Train riders emerge after 16-hour ordeal
LONDON – More than 2,000 people were stranded beneath the English Channel for up to 16 hours when their Eurostar trains came to a halt in a tunnel, leaving many of them without food, water – or any idea of what was happening.
In the end, they all emerged safe on Friday night, but some suffered claustrophobia or panic attacks, and many passengers complained that Eurostar staff members had done little to help them through the ordeal, which forced some to walk part of the dark tunnel, 24 miles of which is under water.
Eurostar’s executives have offered apologies, refunds, free travel and more, but the company has canceled all passenger services through the Channel Tunnel until Monday in a bid to figure out what happened.
“It was just pandemonium,” said Lee Godfrey, who was returning to London from Disneyland Paris with his family when it was caught in the tunnel.
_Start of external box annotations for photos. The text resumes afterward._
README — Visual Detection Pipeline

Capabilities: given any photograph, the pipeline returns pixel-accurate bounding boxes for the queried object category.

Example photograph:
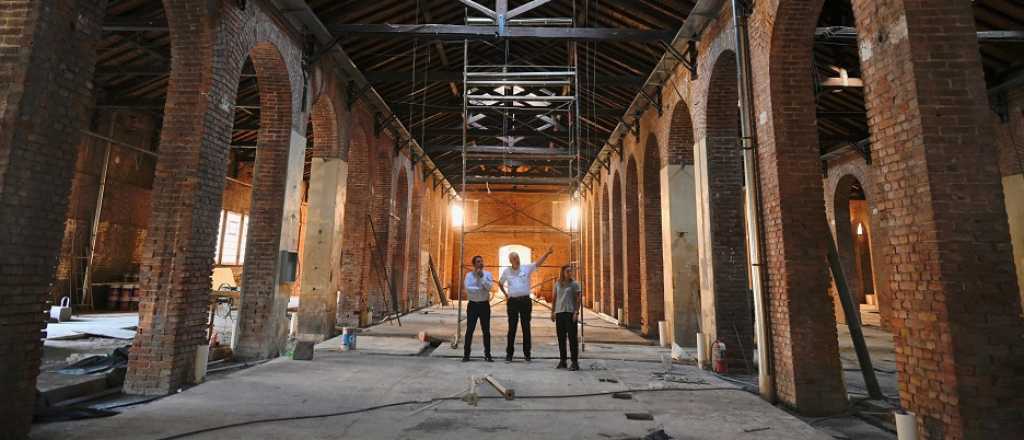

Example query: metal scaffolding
[453,0,587,349]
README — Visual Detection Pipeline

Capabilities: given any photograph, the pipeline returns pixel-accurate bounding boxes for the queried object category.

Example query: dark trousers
[555,312,580,363]
[463,301,490,357]
[505,296,534,357]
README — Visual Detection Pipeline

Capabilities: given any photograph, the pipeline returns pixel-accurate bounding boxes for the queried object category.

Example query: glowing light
[452,205,465,227]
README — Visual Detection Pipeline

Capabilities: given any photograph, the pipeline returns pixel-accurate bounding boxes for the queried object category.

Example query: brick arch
[695,50,754,370]
[337,112,376,326]
[608,169,629,317]
[671,99,693,168]
[753,0,847,414]
[306,94,342,158]
[234,42,293,358]
[598,182,614,314]
[388,165,413,312]
[622,155,638,335]
[637,134,663,335]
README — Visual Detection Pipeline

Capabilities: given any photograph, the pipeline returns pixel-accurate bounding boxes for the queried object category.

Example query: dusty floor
[32,305,893,440]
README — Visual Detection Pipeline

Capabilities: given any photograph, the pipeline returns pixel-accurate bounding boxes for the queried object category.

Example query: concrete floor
[31,305,893,440]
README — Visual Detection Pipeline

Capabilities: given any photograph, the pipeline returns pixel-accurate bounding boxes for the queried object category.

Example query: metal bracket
[640,86,662,118]
[345,81,372,109]
[658,40,697,80]
[374,112,406,137]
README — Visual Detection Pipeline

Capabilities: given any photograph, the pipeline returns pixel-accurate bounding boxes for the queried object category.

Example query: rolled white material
[893,411,918,440]
[657,321,669,347]
[697,333,708,368]
[196,344,210,384]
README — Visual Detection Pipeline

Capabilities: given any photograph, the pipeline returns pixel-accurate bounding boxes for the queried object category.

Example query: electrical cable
[149,387,744,440]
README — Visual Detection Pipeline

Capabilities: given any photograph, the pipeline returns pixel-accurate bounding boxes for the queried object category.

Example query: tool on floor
[483,375,515,400]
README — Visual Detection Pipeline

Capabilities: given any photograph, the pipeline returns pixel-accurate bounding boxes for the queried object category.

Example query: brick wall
[622,156,643,335]
[854,1,1024,433]
[50,112,157,304]
[456,190,575,301]
[0,0,106,433]
[638,136,667,336]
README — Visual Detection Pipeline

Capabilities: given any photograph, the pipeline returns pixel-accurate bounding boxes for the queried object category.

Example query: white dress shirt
[498,264,537,298]
[463,270,495,302]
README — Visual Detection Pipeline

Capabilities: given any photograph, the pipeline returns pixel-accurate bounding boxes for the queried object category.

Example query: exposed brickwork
[698,51,754,369]
[637,136,663,336]
[298,95,347,339]
[338,112,375,326]
[854,0,1024,433]
[666,104,693,165]
[125,1,305,394]
[751,1,847,413]
[622,157,643,329]
[598,187,614,314]
[234,43,305,359]
[387,164,412,312]
[0,0,106,433]
[608,170,630,317]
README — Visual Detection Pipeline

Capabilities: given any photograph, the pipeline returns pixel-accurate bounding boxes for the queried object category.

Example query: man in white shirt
[498,248,554,362]
[462,255,495,362]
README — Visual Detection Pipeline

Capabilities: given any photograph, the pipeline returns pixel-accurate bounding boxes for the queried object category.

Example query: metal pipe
[82,120,115,307]
[732,0,775,402]
[828,231,885,399]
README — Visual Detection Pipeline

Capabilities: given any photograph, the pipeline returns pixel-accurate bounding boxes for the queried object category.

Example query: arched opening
[292,94,348,339]
[232,42,292,358]
[389,168,410,312]
[696,51,754,371]
[663,101,700,347]
[598,184,614,315]
[609,171,629,322]
[637,136,666,336]
[623,157,638,329]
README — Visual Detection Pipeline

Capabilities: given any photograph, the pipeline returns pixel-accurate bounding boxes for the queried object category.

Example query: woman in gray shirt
[551,264,583,371]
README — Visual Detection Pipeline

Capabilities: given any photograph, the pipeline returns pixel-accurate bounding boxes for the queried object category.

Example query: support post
[828,231,884,399]
[732,0,775,402]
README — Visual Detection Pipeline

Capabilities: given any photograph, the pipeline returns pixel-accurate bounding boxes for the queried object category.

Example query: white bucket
[893,410,918,440]
[341,327,355,351]
[697,333,708,368]
[657,321,669,347]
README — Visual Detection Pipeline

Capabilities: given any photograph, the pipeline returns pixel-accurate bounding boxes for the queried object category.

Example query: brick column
[854,0,1024,439]
[0,0,106,433]
[124,1,234,395]
[638,135,672,341]
[751,0,853,415]
[694,52,754,370]
[298,96,348,341]
[621,157,638,329]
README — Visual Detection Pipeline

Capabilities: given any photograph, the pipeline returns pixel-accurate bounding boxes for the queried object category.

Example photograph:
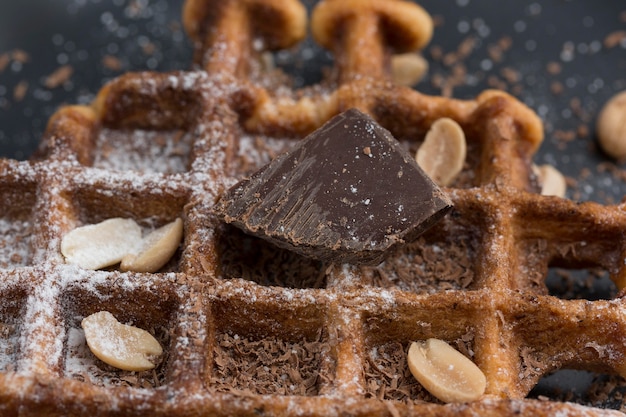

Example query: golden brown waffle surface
[0,0,626,416]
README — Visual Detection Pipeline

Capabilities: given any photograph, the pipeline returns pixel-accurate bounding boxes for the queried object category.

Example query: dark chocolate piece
[215,109,452,263]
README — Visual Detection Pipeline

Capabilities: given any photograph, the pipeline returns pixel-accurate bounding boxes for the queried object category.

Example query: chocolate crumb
[13,80,28,102]
[603,30,626,49]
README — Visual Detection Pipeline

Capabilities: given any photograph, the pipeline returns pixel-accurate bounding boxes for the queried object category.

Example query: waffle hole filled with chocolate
[217,224,327,288]
[361,210,478,294]
[209,294,333,396]
[363,303,476,404]
[0,183,36,270]
[62,287,177,389]
[528,369,626,412]
[92,128,193,174]
[0,284,26,372]
[520,239,618,301]
[546,267,618,301]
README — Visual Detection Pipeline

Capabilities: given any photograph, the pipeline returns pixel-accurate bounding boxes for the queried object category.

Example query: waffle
[0,0,626,416]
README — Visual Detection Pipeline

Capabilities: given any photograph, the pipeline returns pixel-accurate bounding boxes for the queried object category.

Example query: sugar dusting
[0,218,33,269]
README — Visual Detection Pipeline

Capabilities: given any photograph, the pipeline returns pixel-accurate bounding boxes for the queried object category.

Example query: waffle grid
[0,0,626,416]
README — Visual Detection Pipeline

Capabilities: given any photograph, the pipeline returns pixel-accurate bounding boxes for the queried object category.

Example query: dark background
[0,0,626,202]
He said people suffered asthma attacks and fainted after the train’s power went out, cutting off light and air vents.
Godfrey’s was one of four trains that were stuck in the tunnel Friday evening for reasons that remain unclear.
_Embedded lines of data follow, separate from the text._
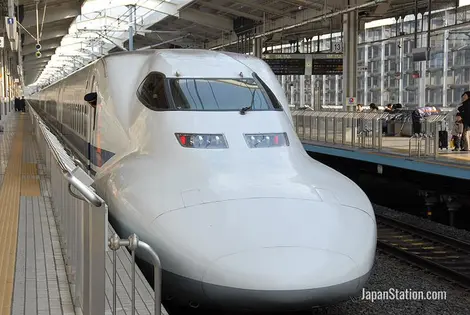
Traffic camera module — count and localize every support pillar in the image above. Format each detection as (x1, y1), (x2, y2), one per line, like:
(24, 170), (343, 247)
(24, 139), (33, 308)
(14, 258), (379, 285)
(418, 190), (437, 219)
(128, 5), (135, 51)
(253, 38), (263, 58)
(441, 195), (462, 226)
(342, 11), (359, 110)
(442, 10), (452, 107)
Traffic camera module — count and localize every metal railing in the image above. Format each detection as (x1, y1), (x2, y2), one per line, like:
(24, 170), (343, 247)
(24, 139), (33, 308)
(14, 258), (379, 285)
(28, 106), (166, 315)
(291, 110), (451, 158)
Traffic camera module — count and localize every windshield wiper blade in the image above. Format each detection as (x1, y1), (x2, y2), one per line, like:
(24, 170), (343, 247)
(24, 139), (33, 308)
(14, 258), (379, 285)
(240, 105), (253, 115)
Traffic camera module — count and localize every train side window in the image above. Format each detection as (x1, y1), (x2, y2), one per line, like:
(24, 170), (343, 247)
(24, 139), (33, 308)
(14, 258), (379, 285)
(137, 72), (170, 110)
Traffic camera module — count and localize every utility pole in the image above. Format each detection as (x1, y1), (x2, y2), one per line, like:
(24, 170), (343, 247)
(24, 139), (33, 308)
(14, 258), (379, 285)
(127, 5), (135, 51)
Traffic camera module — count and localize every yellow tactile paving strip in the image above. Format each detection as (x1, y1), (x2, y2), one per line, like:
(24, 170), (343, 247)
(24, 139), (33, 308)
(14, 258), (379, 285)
(0, 117), (25, 315)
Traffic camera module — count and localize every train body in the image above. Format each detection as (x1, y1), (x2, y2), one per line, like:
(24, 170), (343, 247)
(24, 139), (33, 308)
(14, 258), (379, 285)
(27, 50), (376, 311)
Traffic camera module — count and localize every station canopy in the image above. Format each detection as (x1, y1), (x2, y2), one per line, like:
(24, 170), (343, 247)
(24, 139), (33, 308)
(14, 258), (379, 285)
(29, 0), (462, 87)
(32, 0), (191, 87)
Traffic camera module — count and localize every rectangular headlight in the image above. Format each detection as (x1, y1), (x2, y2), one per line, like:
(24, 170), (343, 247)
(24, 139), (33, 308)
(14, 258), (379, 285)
(245, 132), (289, 148)
(175, 133), (228, 149)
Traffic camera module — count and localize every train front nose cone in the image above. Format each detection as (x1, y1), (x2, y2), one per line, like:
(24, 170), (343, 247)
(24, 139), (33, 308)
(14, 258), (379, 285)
(203, 247), (358, 308)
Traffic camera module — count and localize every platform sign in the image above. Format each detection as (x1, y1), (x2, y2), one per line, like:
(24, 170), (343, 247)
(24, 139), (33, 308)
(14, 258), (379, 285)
(347, 97), (357, 106)
(331, 42), (343, 54)
(263, 53), (343, 75)
(5, 17), (18, 42)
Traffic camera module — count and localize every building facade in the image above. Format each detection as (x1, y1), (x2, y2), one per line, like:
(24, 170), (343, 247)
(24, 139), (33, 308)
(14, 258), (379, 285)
(269, 6), (470, 108)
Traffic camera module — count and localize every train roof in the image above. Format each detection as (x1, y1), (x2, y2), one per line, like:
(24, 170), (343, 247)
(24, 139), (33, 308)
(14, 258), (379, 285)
(35, 49), (270, 90)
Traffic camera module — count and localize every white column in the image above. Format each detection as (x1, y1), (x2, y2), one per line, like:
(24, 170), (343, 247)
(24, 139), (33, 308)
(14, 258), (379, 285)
(338, 11), (358, 110)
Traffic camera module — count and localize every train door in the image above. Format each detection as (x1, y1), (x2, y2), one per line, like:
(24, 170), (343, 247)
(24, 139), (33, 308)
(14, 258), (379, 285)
(86, 74), (99, 175)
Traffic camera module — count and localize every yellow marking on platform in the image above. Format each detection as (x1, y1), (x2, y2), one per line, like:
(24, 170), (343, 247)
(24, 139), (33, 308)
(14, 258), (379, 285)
(0, 117), (26, 315)
(21, 163), (38, 176)
(21, 178), (41, 197)
(441, 153), (470, 162)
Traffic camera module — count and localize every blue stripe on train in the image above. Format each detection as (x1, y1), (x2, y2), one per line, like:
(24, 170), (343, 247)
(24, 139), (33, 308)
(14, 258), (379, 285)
(35, 108), (115, 167)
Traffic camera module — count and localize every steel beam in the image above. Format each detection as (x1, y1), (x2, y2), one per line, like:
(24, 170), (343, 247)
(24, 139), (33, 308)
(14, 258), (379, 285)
(179, 9), (233, 31)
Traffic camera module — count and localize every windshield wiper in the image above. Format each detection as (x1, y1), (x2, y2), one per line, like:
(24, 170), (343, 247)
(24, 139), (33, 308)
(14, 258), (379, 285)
(240, 84), (256, 115)
(240, 104), (253, 115)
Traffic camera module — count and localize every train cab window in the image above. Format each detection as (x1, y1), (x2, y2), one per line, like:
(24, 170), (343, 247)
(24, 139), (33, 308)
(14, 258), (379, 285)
(137, 72), (170, 110)
(169, 78), (276, 111)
Eurostar officials have speculated that the quick transition from the icy cold of France, which is suffering some of its worst winter weather in years, to the relative warmth of the tunnel could have interfered with the trains’ electrical systems. But the company’s chief operating officer, Nicolas Petrovic, said Eurostar will have to investigate why the trains broke down.
“We’ve never seen anything like that at Eurostar,” Petrovic told France-Info radio on Saturday.
Early Saturday Eurostar announced it was sending stranded passengers home from London in three special trains – only to cancel the service a few hours later. Two trains dispatched from Paris were also canceled – one broke down shortly after leaving the tunnel, while another was stopped at Lille in northern France.